Fun Projects’ latest documentary series delves into Melbourne’s startup scene

Australian startups may be able to capture the gaze of government officials, but they’re certainly making their way onto the screen. Fun Project’s Startup Nation is one of many tech startup-focused ‘broadcast style’ ventures to be launched into the Australian media landscape. The six-part documentary series delves into Melbourne’s startup scene – 10 minutes at a time.

On Fun Project’s website, it states that the “landscape of internet-focused companies has grown exponentially … in the last few years” and so they wanted to shine a spotlight on the entrepreneurs driving new and disruptive innovations. 

“The personalities behind them are young, passionate and determined to make their vision a reality. They are here to challenge the establishment and they are here to stay,” it says on Fun Project’s website.

The star of Startup Nation’s first episode – which was published on the 20th of August – is WeTeachMe. Founded by Kym Huynh and Demi Markogiannaki, WeTeachMe is paving the way for a new education model; it offers a peer-to-peer learning platform that encourages people to learn directly from each other.

The kicker is that all the learning takes place in the real world where sense of smell, touch and sight play an integral role to the learning process. The company recently won Oxygen Ventures’ The Big Pitch competition, alongside ECAL. As a result of winning the competition, they will receive funding from Oxygen Ventures.

Huynh’s inspiration for creating WeTeachMe is his parents. In this episode, Huynh explains that his parents sought refuge in Australia after the Vietnam war at a time when intellectuals were seen as a threat to the regime and prosecuted. At a young age, his parents taught him that education and knowledge are a privilege that can be never be taken away.

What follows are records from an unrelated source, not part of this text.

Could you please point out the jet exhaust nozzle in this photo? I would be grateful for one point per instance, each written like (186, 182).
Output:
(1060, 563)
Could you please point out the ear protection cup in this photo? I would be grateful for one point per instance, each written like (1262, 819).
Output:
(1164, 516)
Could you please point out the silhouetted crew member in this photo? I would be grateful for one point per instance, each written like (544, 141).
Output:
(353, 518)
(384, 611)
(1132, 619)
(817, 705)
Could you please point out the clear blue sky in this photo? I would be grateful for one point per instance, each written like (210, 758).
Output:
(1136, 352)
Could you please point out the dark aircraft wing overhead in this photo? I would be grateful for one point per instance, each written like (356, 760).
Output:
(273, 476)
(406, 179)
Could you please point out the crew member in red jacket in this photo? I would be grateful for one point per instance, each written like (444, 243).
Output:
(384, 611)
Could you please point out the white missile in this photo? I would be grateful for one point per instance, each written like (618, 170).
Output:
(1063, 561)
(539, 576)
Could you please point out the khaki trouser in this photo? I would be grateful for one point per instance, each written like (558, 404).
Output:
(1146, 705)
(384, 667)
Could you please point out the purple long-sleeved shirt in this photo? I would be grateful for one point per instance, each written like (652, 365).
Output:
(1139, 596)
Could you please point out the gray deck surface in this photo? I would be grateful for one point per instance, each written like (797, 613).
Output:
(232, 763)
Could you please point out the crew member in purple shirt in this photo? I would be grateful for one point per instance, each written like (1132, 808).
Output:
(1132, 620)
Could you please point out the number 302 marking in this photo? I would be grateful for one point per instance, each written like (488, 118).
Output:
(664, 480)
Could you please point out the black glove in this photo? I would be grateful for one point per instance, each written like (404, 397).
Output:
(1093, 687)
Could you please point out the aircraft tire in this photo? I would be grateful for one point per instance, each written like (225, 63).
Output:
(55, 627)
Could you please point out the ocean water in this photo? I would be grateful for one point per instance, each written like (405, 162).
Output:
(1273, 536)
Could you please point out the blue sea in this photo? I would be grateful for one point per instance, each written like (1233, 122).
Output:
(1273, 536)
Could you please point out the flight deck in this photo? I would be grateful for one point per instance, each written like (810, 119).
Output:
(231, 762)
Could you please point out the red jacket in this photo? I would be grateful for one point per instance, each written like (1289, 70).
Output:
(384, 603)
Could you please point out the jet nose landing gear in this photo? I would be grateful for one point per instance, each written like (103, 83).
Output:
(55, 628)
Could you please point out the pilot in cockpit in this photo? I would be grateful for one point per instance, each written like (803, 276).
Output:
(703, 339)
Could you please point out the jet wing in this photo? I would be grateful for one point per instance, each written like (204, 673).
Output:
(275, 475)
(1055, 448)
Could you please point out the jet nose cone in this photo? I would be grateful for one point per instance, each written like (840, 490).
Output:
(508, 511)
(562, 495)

Startup Nation’s first episode has been beautifully shot. As usual, Fun Project has stayed true to the documentary genre, but cut down the episodes to 10 minutes so that it fits the attention span of internet dawdlers. Those who have a keen eye for cinematography will appreciate the cut-aways, city landscape shots, and the overall professional quality of the video. WeTeachMe founders are also earnest and compelling in this video.